Menurut saya PR bagi pimpinan negeri ini untuk menjawab tantangan kompetisi global yang mengandalkan kualitas SDM adalah yang pertama membangun kesadaran bersama akan pentingnya investasi yang bersifat jangka panjang dalam pengembangan SDM ini. Ini bukan hanya tugas Depdiknas saja, melainkan tugas semua pihak.

Selain itu?
Ya, selain itu adalah sistem pendidikan dan pengajaran yang harus dievaluasi agar lebih kompetitif di era globalisasi. Pendidikan di Indonesia mempunyai kualitas  yang belum sesuai dengan kebutuhan mereka pada saat kelak memasuki dunia kerja. Hal terakhir adalah bagaimana menciptakan SDM yang cerdas tetapi juga berintegritas.

Buku Anda yang berjudul ‘Dinamika Daya Saing Industri Peternakan’ menjadi salah satu buku terlaris di Gramedia. Dapatkah Anda jelaskan?

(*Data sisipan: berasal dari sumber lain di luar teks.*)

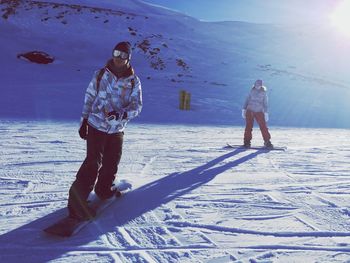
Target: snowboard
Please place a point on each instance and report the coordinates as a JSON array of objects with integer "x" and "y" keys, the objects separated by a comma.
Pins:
[
  {"x": 274, "y": 148},
  {"x": 68, "y": 226}
]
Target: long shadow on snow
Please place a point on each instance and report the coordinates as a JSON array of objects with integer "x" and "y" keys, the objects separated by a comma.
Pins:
[{"x": 31, "y": 244}]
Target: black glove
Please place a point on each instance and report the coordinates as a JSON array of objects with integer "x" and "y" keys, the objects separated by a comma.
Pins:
[
  {"x": 83, "y": 129},
  {"x": 113, "y": 115},
  {"x": 125, "y": 115}
]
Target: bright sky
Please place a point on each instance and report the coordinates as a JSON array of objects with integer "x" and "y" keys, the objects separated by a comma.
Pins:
[{"x": 256, "y": 11}]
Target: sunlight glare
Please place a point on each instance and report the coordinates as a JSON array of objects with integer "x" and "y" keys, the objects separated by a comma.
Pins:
[{"x": 340, "y": 17}]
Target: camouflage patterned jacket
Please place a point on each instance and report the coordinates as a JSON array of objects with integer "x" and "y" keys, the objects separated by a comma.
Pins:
[{"x": 121, "y": 95}]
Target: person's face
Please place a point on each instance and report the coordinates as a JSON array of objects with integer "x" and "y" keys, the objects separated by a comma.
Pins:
[
  {"x": 119, "y": 62},
  {"x": 120, "y": 58}
]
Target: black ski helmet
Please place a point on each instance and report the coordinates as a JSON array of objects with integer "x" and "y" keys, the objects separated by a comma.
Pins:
[{"x": 124, "y": 46}]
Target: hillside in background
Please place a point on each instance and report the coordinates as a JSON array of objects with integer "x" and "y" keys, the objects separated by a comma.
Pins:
[{"x": 304, "y": 67}]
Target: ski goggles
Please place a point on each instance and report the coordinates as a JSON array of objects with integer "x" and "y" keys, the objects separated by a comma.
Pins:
[{"x": 120, "y": 54}]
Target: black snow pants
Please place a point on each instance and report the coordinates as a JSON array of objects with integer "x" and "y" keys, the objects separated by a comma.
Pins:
[{"x": 98, "y": 170}]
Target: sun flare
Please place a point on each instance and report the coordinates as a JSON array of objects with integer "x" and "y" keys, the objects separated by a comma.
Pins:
[{"x": 340, "y": 17}]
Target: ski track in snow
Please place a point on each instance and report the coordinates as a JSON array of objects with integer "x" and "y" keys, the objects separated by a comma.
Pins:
[{"x": 192, "y": 199}]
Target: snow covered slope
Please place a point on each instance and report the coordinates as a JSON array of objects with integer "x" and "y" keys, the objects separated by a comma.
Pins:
[
  {"x": 193, "y": 200},
  {"x": 304, "y": 67}
]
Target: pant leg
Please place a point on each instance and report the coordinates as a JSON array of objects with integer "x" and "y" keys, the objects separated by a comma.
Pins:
[
  {"x": 111, "y": 158},
  {"x": 87, "y": 174},
  {"x": 260, "y": 118},
  {"x": 249, "y": 122}
]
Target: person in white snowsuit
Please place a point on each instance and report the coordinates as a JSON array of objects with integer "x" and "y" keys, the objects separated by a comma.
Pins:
[
  {"x": 256, "y": 107},
  {"x": 112, "y": 98}
]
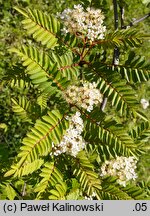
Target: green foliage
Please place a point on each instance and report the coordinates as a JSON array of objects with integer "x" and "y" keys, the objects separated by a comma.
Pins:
[{"x": 39, "y": 102}]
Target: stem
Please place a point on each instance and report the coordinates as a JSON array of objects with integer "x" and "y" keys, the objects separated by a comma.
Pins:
[
  {"x": 138, "y": 20},
  {"x": 116, "y": 50},
  {"x": 116, "y": 24}
]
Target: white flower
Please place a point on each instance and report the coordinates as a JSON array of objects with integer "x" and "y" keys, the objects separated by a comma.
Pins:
[
  {"x": 121, "y": 167},
  {"x": 89, "y": 23},
  {"x": 145, "y": 103},
  {"x": 86, "y": 96},
  {"x": 72, "y": 142}
]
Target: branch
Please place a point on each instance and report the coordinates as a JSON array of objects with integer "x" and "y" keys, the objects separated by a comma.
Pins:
[
  {"x": 116, "y": 19},
  {"x": 116, "y": 50},
  {"x": 134, "y": 22}
]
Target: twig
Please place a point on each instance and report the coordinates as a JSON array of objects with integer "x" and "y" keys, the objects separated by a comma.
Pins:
[
  {"x": 134, "y": 22},
  {"x": 116, "y": 50}
]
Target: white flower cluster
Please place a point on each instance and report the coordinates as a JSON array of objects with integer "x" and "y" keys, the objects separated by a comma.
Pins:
[
  {"x": 145, "y": 103},
  {"x": 88, "y": 23},
  {"x": 72, "y": 142},
  {"x": 121, "y": 167},
  {"x": 85, "y": 96},
  {"x": 90, "y": 197}
]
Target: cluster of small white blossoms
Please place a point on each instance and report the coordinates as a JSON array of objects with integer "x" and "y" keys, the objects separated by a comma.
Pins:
[
  {"x": 88, "y": 23},
  {"x": 144, "y": 103},
  {"x": 121, "y": 167},
  {"x": 85, "y": 96},
  {"x": 72, "y": 142},
  {"x": 90, "y": 197}
]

Alhamdulillah, buku saya menjadi buku terlaris di Gramedia Bogor, dan menjadi Best Seller di seluruh Indonesia. Buku itu dicetak pertama kali pada Oktober 2009, lalu cetakan kedua pada Desember di tahun yang sama. Isinya mengenai peranan agribisnis peternakan dalam pembangunan, strategi peningkatan minat generasi muda terhadap bidang pertanian dan ‘Lesson Learnt’ peningkatan daya saing industri peternakan di Cina, serta hal-hal lain yang berhubungan dengan dinamika dunia peternakan.

Selain menggeluti bidang akademis, adakah kegiatan Anda yang lain serta apa hobi Anda?

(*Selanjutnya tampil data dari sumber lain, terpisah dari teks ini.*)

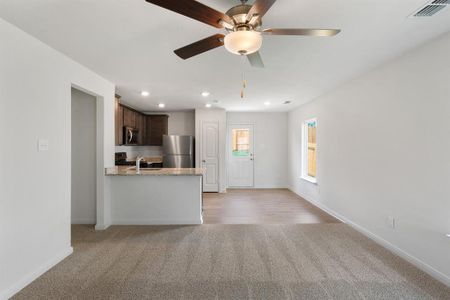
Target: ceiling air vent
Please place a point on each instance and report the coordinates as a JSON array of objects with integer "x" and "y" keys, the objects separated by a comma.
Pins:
[{"x": 431, "y": 8}]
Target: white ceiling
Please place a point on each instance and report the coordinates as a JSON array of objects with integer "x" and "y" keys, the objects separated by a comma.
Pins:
[{"x": 131, "y": 42}]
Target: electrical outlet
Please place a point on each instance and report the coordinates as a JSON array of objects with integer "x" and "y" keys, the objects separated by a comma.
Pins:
[
  {"x": 42, "y": 145},
  {"x": 390, "y": 222}
]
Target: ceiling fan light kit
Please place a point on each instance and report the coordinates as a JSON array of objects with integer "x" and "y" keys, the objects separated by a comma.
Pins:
[
  {"x": 242, "y": 23},
  {"x": 243, "y": 42}
]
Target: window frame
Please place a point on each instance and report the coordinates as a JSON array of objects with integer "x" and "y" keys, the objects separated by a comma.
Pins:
[{"x": 304, "y": 153}]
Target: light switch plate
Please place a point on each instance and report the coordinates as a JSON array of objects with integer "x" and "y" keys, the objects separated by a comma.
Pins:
[{"x": 42, "y": 145}]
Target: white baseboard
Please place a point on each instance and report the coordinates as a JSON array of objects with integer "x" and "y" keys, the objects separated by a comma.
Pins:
[
  {"x": 83, "y": 221},
  {"x": 379, "y": 240},
  {"x": 35, "y": 274},
  {"x": 99, "y": 226},
  {"x": 256, "y": 187},
  {"x": 157, "y": 222}
]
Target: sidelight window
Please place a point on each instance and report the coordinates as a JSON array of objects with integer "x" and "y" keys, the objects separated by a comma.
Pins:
[{"x": 240, "y": 142}]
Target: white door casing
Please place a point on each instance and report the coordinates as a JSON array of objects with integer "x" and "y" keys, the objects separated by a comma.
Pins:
[
  {"x": 240, "y": 155},
  {"x": 210, "y": 156}
]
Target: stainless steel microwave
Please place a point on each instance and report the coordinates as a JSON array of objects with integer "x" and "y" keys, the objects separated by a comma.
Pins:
[{"x": 130, "y": 135}]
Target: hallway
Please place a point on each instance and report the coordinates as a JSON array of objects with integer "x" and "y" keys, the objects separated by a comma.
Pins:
[{"x": 261, "y": 206}]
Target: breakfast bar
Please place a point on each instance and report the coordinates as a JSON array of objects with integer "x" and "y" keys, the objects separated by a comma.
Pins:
[{"x": 155, "y": 196}]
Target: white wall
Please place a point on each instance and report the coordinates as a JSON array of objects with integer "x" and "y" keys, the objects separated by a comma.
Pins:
[
  {"x": 180, "y": 123},
  {"x": 35, "y": 95},
  {"x": 216, "y": 115},
  {"x": 84, "y": 150},
  {"x": 383, "y": 150},
  {"x": 270, "y": 146}
]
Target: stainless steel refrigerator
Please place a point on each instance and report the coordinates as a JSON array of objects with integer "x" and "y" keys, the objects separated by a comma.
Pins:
[{"x": 178, "y": 151}]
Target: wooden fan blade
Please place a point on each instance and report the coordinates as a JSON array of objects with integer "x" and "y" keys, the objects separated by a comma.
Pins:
[
  {"x": 255, "y": 60},
  {"x": 195, "y": 10},
  {"x": 259, "y": 8},
  {"x": 301, "y": 31},
  {"x": 201, "y": 46}
]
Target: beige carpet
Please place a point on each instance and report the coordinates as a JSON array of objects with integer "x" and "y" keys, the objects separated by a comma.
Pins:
[{"x": 317, "y": 261}]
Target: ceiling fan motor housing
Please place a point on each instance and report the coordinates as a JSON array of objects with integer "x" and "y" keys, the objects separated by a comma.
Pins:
[{"x": 238, "y": 14}]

Ya, selain di dunia akademis, saya juga aktif di beberapa organisasi. Di antaranya koordinator alumni University of New England (UNE), Australia, Sekjen Himpunan Alumni IPB, dan Ketua Komite SMPN 5 Bogor . Saya juga aktif menulis di berbagai media dan menjadi narasumber dalam seminar atau lokakarya nasional dan internasional. Saat ini saya menjabat Dewan Redaksi di majalah TROBOS. Hobi saya adalah travelling dan wisata kuliner.